Paper in proceeding, 2021
Construction equipment emissions in civil engineering are a major sustainability issue. However, the industry continues investing in diesel (and/or biodiesel) machines - which, even if compliant with EU regulations, are far from “clean”. Cleaner technologies in construction equipment, like electrical engines, are considered more expensive investments; moreover, they are dependent on the available power supply while operating in confined areas. So, transitioning these machines sustainably involves changing technologies, business models, and public regulation. In Scandinavia, heavy-duty engines (over 25 tons) have only recently become (limitedly) available. Therefore, the current paper analyzes enablers and barriers for a sustainable transition of civil engineering construction equipment to onsite electrical machines in Scandinavia.

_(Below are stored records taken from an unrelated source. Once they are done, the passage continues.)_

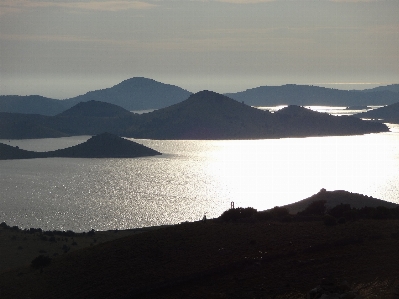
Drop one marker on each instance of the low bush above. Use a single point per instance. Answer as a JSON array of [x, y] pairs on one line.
[[238, 213], [40, 261]]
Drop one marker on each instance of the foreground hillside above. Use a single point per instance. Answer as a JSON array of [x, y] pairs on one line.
[[269, 259], [104, 145], [242, 254]]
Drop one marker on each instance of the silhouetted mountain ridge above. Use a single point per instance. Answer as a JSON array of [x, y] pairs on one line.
[[204, 115], [105, 145], [95, 109], [136, 94], [387, 114]]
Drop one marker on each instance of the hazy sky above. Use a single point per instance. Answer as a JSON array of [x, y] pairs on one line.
[[65, 48]]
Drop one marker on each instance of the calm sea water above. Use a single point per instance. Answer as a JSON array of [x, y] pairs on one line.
[[190, 179]]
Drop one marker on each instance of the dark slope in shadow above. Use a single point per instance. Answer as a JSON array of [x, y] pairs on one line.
[[105, 145]]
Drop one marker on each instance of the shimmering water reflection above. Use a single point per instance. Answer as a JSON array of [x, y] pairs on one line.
[[191, 178]]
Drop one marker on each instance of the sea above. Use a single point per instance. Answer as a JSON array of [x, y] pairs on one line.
[[192, 178]]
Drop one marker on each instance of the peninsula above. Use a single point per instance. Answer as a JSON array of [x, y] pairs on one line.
[[105, 145]]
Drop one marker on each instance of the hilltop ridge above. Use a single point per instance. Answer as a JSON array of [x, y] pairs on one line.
[[204, 115], [104, 145]]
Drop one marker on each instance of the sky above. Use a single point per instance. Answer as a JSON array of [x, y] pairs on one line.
[[61, 49]]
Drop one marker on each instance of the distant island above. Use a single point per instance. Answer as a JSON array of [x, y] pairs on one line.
[[140, 93], [387, 114], [105, 145], [204, 115]]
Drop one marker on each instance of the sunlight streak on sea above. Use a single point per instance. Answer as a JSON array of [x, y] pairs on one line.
[[190, 179]]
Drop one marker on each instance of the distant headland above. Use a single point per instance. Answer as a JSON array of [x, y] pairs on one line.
[[205, 115], [105, 145]]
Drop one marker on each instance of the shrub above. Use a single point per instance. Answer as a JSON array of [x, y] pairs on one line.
[[238, 213], [339, 210], [40, 261], [329, 220]]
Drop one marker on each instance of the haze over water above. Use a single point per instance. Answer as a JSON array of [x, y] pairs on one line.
[[191, 178]]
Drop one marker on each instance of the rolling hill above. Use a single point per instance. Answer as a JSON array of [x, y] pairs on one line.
[[32, 104], [132, 94], [387, 114], [104, 145], [209, 115]]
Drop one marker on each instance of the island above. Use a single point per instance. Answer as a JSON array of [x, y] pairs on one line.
[[206, 115], [104, 145]]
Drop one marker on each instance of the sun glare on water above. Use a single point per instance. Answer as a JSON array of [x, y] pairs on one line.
[[266, 173]]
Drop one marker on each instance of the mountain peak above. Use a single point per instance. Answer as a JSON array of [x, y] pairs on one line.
[[95, 109]]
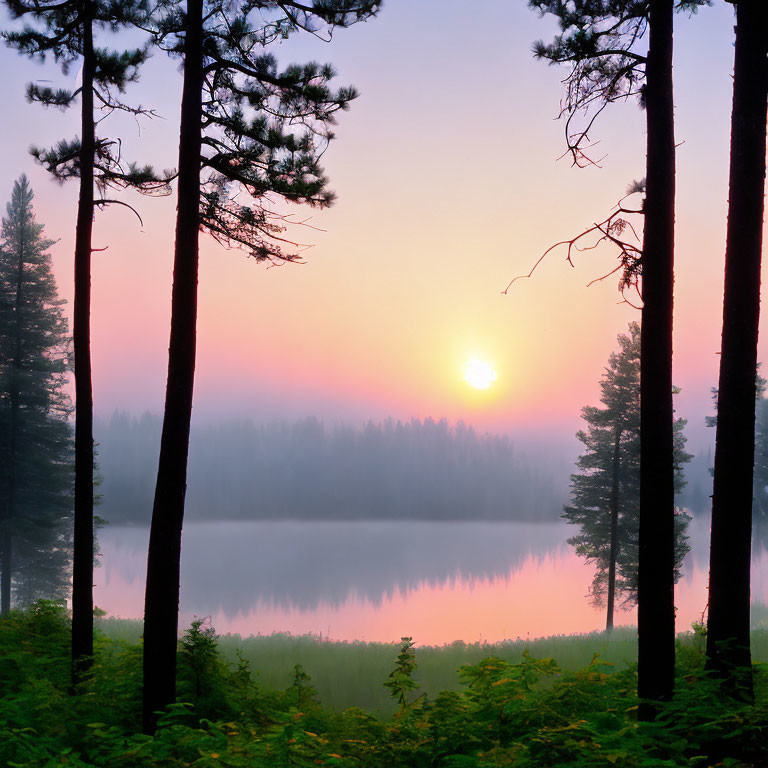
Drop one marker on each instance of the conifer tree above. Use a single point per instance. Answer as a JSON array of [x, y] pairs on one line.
[[605, 494], [728, 625], [600, 41], [35, 434], [64, 30], [247, 129]]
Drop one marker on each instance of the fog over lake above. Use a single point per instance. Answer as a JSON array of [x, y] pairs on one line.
[[377, 580]]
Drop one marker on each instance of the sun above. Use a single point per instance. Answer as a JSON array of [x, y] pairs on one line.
[[479, 374]]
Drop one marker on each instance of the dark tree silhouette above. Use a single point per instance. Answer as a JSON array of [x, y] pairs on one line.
[[605, 493], [65, 30], [728, 641], [35, 434], [248, 128], [599, 40]]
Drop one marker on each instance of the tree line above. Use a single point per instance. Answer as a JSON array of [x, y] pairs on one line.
[[600, 42], [414, 470], [250, 130]]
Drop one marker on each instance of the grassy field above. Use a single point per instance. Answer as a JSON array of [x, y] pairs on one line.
[[348, 674]]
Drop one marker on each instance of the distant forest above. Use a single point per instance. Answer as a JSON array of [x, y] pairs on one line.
[[305, 470]]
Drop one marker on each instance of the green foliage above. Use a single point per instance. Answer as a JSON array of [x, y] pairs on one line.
[[523, 713], [400, 681], [57, 30], [609, 474], [264, 129], [35, 435]]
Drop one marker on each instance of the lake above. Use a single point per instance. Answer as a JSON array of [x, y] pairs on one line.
[[377, 581]]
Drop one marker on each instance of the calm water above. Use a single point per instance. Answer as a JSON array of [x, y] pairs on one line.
[[438, 582]]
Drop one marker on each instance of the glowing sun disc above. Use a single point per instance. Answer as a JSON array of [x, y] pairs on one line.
[[478, 374]]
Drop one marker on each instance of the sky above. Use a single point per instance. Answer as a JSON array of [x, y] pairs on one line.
[[449, 185]]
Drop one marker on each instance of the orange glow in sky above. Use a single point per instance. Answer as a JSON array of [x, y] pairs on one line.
[[447, 189]]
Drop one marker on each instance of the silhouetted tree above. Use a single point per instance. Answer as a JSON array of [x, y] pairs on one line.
[[728, 640], [599, 40], [605, 494], [64, 30], [246, 127], [35, 435]]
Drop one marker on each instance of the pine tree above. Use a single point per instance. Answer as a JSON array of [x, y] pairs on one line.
[[605, 494], [65, 30], [247, 130], [600, 40], [35, 435], [728, 625]]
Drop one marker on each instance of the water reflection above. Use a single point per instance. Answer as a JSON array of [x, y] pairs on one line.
[[378, 580]]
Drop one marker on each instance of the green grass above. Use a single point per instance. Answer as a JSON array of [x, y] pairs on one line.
[[512, 710], [348, 674]]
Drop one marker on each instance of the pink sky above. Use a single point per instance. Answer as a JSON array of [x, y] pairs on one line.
[[448, 187]]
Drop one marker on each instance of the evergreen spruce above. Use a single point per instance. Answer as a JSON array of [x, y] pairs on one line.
[[249, 133], [65, 31], [35, 435], [605, 494], [600, 40]]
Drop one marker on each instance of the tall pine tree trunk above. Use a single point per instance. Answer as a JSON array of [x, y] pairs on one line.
[[82, 569], [6, 545], [656, 611], [730, 554], [614, 553], [161, 606]]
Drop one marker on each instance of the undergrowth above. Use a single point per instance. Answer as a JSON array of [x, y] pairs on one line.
[[523, 713]]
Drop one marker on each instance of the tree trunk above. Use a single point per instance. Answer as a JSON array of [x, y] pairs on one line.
[[82, 568], [161, 605], [656, 611], [613, 555], [6, 544], [730, 553]]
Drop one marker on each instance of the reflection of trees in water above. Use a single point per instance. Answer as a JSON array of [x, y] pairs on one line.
[[234, 566]]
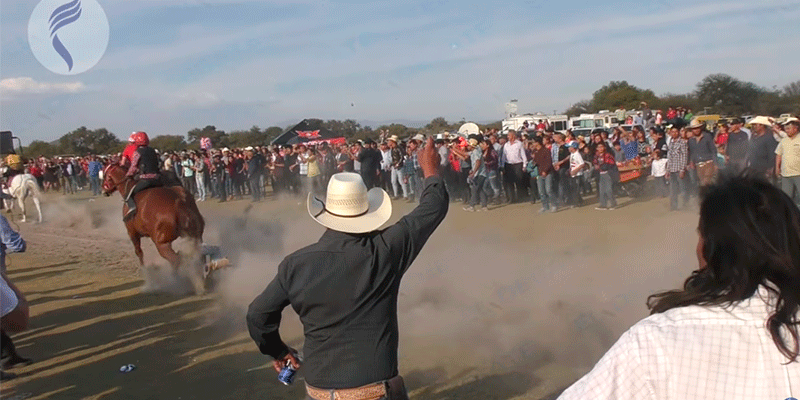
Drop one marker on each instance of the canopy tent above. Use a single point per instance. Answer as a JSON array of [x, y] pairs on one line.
[[305, 133], [469, 128]]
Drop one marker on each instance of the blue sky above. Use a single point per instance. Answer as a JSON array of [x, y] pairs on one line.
[[174, 65]]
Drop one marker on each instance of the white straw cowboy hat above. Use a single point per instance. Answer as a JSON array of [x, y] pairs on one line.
[[696, 123], [766, 121], [349, 207]]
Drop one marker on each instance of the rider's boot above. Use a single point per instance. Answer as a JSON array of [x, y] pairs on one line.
[[131, 208]]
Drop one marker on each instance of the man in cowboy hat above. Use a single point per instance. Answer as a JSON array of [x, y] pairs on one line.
[[398, 176], [702, 155], [345, 288], [761, 153], [736, 149], [787, 159]]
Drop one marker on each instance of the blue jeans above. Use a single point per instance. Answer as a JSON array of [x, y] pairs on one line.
[[478, 189], [222, 185], [398, 179], [94, 182], [200, 182], [255, 187], [677, 185], [414, 185], [791, 186], [493, 182], [547, 191], [606, 192]]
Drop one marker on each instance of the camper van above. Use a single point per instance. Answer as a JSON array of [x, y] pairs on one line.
[[603, 119], [560, 123]]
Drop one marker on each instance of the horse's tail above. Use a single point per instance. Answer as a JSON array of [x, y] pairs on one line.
[[33, 188], [191, 222]]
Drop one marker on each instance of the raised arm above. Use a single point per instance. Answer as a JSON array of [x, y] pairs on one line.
[[406, 238], [10, 238]]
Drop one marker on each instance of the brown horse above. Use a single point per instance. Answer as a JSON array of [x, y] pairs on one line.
[[163, 214]]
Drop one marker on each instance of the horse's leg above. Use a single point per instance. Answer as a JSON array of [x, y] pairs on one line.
[[195, 267], [38, 207], [137, 246], [21, 200], [166, 251]]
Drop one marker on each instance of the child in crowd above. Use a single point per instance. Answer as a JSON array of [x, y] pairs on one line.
[[658, 169]]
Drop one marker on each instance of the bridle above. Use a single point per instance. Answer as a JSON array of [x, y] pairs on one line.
[[125, 181]]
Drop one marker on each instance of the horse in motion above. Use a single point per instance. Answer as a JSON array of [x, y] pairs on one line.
[[163, 214], [22, 187]]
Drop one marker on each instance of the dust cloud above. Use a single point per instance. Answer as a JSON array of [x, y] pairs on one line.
[[491, 294], [495, 293]]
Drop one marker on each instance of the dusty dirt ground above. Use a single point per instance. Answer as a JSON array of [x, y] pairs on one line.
[[507, 304]]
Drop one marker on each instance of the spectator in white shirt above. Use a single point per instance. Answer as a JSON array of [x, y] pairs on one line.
[[658, 169], [515, 159], [731, 332], [576, 167], [14, 319]]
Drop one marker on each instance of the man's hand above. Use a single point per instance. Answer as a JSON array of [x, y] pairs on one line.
[[279, 364], [429, 159]]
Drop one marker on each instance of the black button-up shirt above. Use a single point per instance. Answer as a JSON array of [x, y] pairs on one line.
[[345, 289]]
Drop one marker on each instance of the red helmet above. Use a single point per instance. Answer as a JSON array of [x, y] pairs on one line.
[[140, 139]]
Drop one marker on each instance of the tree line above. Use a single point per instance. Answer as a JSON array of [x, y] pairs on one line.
[[715, 94]]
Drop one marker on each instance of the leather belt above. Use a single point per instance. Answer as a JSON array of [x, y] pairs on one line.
[[372, 391]]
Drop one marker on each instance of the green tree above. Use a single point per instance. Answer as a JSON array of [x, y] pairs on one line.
[[437, 124], [40, 147], [272, 132], [725, 94], [581, 107], [791, 97], [168, 142], [218, 138], [254, 137], [620, 94], [82, 141]]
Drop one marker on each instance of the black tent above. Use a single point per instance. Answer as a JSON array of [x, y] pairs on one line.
[[303, 133]]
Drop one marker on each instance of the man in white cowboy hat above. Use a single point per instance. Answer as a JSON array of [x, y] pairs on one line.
[[761, 152], [398, 174], [702, 155], [345, 288], [787, 159]]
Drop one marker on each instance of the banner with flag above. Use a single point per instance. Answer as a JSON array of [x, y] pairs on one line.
[[308, 134]]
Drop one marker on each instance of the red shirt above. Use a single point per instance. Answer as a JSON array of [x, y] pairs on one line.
[[127, 155]]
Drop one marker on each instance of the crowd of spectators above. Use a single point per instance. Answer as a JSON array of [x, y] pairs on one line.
[[535, 164]]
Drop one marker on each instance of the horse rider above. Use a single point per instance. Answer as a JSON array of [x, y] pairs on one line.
[[127, 154], [14, 166], [144, 168]]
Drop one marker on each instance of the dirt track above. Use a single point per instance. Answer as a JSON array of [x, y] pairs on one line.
[[514, 312]]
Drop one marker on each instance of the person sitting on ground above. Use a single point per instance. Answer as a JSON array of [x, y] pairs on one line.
[[732, 331], [144, 169], [345, 287], [15, 308]]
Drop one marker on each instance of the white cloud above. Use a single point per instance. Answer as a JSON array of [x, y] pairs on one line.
[[24, 85]]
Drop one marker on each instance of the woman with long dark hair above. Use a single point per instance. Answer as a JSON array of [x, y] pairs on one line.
[[732, 331]]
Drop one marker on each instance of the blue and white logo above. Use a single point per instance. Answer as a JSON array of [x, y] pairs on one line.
[[68, 36]]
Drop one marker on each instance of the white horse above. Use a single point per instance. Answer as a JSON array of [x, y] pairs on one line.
[[22, 187]]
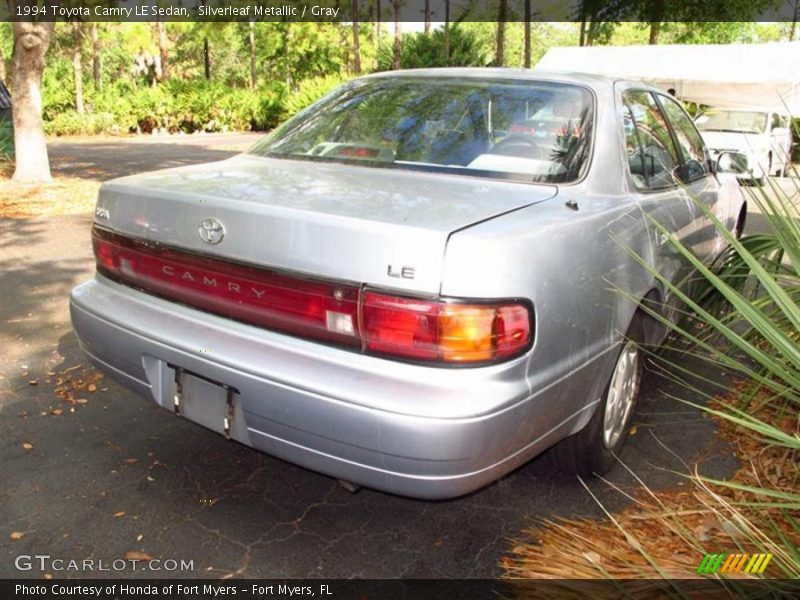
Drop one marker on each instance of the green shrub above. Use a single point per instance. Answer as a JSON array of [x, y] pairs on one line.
[[173, 105]]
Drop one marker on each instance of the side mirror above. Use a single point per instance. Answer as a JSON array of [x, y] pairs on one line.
[[732, 162]]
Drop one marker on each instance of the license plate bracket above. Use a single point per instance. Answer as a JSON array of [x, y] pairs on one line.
[[204, 401]]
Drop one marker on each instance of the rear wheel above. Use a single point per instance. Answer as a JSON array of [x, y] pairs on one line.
[[594, 449]]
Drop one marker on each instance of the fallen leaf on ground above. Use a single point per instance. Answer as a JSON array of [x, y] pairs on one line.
[[136, 555]]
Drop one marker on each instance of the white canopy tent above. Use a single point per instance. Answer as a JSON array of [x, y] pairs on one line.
[[765, 76]]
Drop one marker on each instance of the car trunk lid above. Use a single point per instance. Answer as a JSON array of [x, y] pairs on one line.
[[383, 227]]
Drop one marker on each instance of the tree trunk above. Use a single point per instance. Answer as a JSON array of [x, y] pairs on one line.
[[527, 34], [77, 66], [378, 33], [427, 16], [97, 65], [31, 41], [501, 34], [206, 59], [163, 48], [356, 46], [398, 36], [447, 32], [252, 37], [656, 16], [655, 29]]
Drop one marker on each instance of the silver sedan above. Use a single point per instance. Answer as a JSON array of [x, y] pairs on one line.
[[417, 284]]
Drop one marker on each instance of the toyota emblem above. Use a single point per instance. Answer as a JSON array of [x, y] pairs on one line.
[[211, 231]]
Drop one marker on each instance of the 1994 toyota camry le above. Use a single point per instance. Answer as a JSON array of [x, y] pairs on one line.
[[417, 284]]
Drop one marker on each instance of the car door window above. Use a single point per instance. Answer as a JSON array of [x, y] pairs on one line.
[[654, 153], [690, 143]]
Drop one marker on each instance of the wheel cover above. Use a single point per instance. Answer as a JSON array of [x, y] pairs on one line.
[[622, 393]]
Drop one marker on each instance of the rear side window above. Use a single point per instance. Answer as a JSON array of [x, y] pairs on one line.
[[652, 157], [690, 144]]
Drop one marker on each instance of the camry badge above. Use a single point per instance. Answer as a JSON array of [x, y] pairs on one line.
[[211, 231]]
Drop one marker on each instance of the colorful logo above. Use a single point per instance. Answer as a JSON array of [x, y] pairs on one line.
[[734, 563]]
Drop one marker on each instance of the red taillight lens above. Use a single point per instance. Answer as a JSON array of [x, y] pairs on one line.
[[440, 331], [434, 331], [305, 307]]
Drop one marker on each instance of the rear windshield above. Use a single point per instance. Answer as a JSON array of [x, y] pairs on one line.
[[527, 130], [737, 121]]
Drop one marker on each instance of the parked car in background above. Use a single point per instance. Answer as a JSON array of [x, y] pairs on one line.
[[764, 137], [417, 284]]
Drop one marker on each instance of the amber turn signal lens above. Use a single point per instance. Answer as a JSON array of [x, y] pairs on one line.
[[466, 333]]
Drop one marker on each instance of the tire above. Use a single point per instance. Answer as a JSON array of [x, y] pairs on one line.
[[595, 448]]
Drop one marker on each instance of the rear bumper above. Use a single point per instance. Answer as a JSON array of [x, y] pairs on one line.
[[411, 430]]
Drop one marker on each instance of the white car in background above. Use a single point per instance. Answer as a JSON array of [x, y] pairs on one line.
[[764, 137]]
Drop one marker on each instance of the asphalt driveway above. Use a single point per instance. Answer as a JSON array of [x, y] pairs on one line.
[[106, 473]]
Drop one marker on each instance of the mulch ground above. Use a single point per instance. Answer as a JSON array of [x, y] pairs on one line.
[[63, 196]]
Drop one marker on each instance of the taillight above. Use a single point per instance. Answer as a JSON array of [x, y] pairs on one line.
[[432, 331], [444, 330]]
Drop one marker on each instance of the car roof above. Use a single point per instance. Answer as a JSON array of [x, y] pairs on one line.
[[587, 79]]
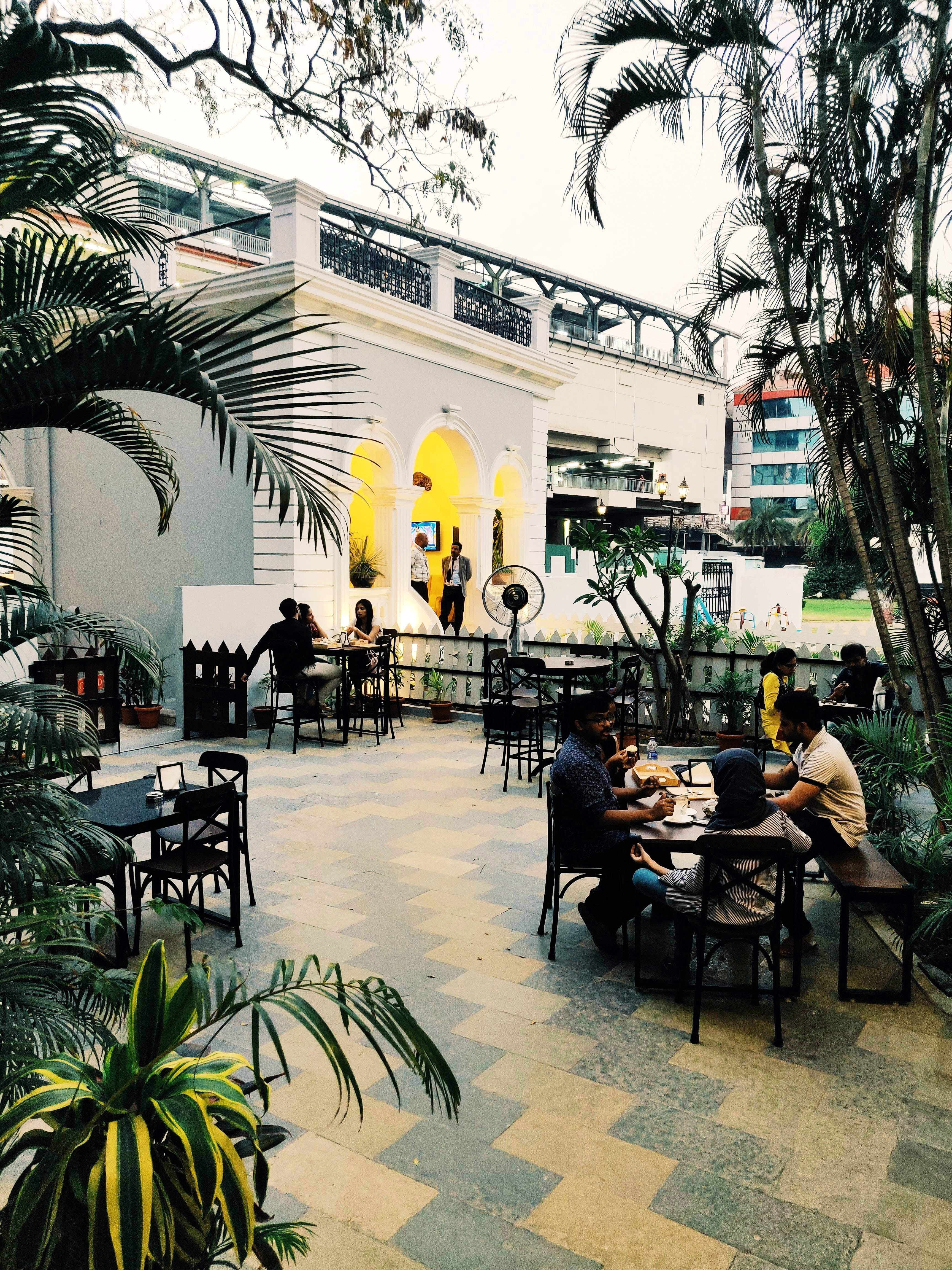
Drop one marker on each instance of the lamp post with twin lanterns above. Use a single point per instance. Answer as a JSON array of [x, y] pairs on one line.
[[662, 486]]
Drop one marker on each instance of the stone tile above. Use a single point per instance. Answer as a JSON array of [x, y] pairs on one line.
[[549, 1089], [450, 1235], [548, 1045], [621, 1234], [909, 1217], [347, 1187], [879, 1254], [338, 1246], [574, 1151], [442, 902], [754, 1222], [512, 999], [499, 966], [466, 1169], [922, 1168], [455, 926], [702, 1143]]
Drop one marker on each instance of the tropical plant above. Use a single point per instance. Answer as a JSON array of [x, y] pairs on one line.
[[767, 526], [141, 1160], [365, 564], [732, 693], [834, 121], [621, 559]]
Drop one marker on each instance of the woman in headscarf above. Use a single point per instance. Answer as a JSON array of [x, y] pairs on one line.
[[777, 674], [743, 809]]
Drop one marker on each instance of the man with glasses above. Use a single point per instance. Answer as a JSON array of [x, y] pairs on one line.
[[596, 824]]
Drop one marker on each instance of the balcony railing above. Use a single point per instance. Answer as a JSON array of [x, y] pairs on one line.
[[351, 256], [252, 244], [482, 309], [626, 484], [666, 356]]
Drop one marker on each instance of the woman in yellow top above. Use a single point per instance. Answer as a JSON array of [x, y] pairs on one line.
[[777, 674]]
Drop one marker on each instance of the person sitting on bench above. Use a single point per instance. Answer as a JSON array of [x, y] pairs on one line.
[[598, 821], [823, 797]]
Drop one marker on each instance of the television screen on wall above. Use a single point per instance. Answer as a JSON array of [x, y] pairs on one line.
[[431, 529]]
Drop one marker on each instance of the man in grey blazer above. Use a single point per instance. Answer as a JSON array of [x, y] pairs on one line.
[[458, 572]]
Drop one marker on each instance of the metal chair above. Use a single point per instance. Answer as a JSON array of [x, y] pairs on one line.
[[556, 867], [209, 817], [225, 768], [730, 863]]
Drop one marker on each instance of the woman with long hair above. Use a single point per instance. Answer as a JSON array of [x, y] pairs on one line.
[[777, 674]]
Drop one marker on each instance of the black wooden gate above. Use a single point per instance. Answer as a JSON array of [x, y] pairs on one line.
[[215, 696], [716, 588]]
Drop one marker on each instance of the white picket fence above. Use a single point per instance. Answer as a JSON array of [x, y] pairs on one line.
[[460, 661]]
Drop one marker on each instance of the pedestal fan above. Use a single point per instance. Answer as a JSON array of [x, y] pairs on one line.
[[513, 594]]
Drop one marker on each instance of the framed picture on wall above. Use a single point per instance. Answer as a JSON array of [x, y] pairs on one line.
[[431, 529]]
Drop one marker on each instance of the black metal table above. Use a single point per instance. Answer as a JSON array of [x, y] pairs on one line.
[[345, 656], [124, 811]]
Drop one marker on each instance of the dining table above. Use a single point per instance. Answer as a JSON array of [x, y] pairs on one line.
[[345, 655], [122, 809]]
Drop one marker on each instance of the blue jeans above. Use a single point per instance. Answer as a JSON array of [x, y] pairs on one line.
[[648, 882]]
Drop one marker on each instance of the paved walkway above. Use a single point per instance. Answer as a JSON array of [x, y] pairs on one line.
[[592, 1133]]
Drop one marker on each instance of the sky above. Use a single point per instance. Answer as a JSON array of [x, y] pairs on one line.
[[657, 193]]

The sustainable transition theory, combined with sustainable business models, serves as the framework of understanding. Empirically, a desk study of governance and regulation is combined with material from four fossil-free test building sites in Norway, Denmark, and Sweden. The results highlight the importance of a public-private business model, where public client-driven transition is subsidy-supported (e.g., making electrical equipment available through concession, and encouraging small innovative machine manufacturers to develop electrical equipment), while waiting for international construction equipment players to become transition-ready. Recommendations for the transition thus include strengthening public-private collaboration.